Edzard Ernst of the University of Exeter, UK, who was not involved in the current study, takes a more skeptical view. “If we treat our patients with compassion, empathy, time, and dedication using treatments that are effective beyond a placebo effect, they will benefit from both non-specific and specific therapeutic effects … merely relying on non-specific effects as the main element of a therapy is not in the best interest of our patients,” he writes (see Ernst’s full comment below).
Furthering the evidence
While the debates continue, Linde, Vickers, and colleagues continue their analysis. “What’s been published now is only a first step,” Linde said.
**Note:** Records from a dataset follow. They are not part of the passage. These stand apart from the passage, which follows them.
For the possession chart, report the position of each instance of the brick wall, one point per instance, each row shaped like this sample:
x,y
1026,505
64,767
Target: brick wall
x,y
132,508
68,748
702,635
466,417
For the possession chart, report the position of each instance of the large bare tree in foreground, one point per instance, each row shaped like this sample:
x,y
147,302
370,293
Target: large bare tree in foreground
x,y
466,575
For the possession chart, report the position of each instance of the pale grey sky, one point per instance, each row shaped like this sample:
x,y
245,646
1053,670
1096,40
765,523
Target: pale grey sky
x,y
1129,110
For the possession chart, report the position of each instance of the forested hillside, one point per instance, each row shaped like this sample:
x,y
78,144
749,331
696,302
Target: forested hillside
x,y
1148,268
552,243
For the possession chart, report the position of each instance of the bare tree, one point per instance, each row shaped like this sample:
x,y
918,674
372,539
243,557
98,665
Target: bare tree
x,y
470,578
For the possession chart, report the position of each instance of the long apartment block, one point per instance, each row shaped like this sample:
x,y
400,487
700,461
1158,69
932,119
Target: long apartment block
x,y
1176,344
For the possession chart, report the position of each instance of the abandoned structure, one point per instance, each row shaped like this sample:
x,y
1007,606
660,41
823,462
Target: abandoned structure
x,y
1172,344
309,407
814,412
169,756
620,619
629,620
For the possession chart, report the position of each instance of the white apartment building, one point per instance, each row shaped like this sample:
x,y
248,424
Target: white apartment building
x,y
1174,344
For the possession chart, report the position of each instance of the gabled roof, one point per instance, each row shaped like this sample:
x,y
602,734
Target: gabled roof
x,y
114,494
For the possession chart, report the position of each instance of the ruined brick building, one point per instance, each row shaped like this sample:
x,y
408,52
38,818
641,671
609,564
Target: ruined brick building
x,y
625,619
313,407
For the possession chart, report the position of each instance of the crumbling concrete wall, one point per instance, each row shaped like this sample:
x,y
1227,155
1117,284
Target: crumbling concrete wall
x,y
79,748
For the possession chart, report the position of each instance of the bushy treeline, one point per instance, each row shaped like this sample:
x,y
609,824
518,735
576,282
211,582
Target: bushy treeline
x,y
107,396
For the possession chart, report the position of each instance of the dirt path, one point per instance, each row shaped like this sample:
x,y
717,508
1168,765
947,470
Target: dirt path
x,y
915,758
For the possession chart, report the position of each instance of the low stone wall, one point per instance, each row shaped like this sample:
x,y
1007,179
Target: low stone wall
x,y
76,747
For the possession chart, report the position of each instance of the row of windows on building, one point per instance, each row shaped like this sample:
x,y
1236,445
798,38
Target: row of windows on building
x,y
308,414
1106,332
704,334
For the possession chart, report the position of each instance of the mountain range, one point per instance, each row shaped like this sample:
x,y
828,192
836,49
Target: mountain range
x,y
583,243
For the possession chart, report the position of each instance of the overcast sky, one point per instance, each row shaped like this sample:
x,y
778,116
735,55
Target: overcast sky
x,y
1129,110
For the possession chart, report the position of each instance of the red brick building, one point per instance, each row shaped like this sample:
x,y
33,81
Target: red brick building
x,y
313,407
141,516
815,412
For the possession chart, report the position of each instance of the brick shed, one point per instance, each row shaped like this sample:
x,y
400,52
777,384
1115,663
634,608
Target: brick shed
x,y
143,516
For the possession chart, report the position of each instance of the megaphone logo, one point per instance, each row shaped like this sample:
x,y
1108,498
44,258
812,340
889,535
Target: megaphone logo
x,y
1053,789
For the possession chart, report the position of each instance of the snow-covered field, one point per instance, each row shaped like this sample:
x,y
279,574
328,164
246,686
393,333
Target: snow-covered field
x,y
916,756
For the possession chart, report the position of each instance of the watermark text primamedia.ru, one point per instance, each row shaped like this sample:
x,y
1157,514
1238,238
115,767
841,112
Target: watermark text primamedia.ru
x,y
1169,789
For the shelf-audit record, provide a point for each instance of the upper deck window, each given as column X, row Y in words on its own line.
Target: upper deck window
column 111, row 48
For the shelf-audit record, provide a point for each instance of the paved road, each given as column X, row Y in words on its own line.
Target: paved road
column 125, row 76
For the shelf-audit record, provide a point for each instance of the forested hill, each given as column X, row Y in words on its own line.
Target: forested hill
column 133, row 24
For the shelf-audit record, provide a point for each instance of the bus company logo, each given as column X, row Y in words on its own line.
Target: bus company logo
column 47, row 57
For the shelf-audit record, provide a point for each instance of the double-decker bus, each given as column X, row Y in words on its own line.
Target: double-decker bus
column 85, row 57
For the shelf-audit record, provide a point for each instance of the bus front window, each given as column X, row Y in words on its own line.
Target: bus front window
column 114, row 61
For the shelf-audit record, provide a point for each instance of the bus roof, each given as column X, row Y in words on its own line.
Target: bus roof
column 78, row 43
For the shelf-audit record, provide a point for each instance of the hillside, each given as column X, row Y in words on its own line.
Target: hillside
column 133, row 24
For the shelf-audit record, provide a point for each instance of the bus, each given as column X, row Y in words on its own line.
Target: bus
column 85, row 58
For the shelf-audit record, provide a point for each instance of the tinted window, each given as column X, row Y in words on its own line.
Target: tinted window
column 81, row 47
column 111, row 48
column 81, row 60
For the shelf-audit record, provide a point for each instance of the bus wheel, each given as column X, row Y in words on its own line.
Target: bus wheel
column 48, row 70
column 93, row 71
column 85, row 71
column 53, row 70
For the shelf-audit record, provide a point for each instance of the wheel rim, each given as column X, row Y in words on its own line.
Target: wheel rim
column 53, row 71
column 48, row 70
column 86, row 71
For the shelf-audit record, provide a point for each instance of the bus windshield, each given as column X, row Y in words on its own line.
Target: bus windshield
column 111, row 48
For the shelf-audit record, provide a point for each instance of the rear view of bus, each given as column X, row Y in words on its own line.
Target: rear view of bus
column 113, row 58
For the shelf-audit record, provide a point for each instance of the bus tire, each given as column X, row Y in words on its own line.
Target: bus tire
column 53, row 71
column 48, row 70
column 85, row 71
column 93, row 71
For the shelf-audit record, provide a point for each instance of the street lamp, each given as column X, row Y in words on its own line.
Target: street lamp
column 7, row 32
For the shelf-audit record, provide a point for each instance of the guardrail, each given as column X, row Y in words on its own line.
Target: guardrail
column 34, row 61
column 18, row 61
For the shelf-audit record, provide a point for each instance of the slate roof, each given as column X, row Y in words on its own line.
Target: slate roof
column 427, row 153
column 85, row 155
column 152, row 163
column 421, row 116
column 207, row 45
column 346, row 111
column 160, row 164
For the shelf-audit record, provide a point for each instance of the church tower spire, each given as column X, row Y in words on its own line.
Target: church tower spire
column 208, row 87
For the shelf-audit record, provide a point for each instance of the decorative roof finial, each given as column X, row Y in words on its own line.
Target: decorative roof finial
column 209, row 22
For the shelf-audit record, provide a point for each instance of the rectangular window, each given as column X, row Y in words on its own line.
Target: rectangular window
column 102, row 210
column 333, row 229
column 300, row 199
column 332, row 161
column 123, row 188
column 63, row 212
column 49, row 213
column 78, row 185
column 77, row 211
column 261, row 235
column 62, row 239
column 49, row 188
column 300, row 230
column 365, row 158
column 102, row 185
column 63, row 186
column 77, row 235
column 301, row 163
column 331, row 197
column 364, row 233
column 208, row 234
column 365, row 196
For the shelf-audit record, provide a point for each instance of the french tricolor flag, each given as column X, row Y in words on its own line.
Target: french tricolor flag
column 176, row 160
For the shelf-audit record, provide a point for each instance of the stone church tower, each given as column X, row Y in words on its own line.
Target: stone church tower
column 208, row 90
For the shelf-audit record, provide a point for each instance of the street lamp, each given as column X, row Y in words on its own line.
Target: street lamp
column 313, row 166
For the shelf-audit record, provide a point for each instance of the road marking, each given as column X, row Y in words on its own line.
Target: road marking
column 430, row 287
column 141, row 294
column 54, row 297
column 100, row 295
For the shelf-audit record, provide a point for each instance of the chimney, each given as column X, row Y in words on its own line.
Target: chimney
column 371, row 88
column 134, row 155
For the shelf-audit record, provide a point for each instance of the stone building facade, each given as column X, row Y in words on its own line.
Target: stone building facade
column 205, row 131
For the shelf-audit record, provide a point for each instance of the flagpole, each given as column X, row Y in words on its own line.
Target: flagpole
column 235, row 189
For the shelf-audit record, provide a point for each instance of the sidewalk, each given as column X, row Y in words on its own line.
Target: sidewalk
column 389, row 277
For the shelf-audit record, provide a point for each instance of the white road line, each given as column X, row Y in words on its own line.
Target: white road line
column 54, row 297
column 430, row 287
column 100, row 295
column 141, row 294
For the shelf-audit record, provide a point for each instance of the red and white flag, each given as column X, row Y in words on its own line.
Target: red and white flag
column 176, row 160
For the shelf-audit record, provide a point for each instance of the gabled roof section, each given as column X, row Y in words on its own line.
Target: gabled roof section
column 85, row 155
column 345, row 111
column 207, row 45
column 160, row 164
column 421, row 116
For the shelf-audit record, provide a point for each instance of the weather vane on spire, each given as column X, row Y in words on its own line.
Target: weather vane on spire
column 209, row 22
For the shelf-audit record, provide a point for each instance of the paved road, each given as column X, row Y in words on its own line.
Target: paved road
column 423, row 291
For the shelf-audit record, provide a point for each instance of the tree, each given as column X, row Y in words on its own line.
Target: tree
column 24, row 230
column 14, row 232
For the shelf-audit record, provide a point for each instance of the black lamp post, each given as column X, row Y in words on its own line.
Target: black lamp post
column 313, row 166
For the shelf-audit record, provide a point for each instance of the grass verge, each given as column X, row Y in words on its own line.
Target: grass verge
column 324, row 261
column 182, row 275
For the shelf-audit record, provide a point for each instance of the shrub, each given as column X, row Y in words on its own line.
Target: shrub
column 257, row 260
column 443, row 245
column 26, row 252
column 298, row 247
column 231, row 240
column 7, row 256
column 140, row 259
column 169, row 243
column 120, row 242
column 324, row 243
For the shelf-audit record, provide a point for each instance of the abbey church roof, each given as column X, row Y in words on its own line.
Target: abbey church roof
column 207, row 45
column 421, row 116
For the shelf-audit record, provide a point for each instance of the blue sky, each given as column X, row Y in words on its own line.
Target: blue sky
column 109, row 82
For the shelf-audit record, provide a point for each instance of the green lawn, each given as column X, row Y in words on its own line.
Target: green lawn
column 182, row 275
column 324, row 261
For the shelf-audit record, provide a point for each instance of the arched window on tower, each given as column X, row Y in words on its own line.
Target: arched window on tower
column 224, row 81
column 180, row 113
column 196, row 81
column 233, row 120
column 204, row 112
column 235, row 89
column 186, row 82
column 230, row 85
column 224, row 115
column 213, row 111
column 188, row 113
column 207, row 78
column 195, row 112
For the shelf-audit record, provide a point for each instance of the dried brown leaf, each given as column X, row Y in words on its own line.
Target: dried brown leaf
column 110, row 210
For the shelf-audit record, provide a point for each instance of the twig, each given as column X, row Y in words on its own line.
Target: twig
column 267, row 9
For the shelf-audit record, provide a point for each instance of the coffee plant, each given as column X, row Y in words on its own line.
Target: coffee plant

The approximately 18,000 patients included in the current patient-level meta-analysis come from trials conducted through November 2008, and the researchers say they will continue to add new trial data. Having patient-level data will also allow the collaborators to investigate whether individual patient characteristics correlate with outcome. Vickers and Linde say the team is exploring the impact of variables such as patient age, as well as outcomes over time.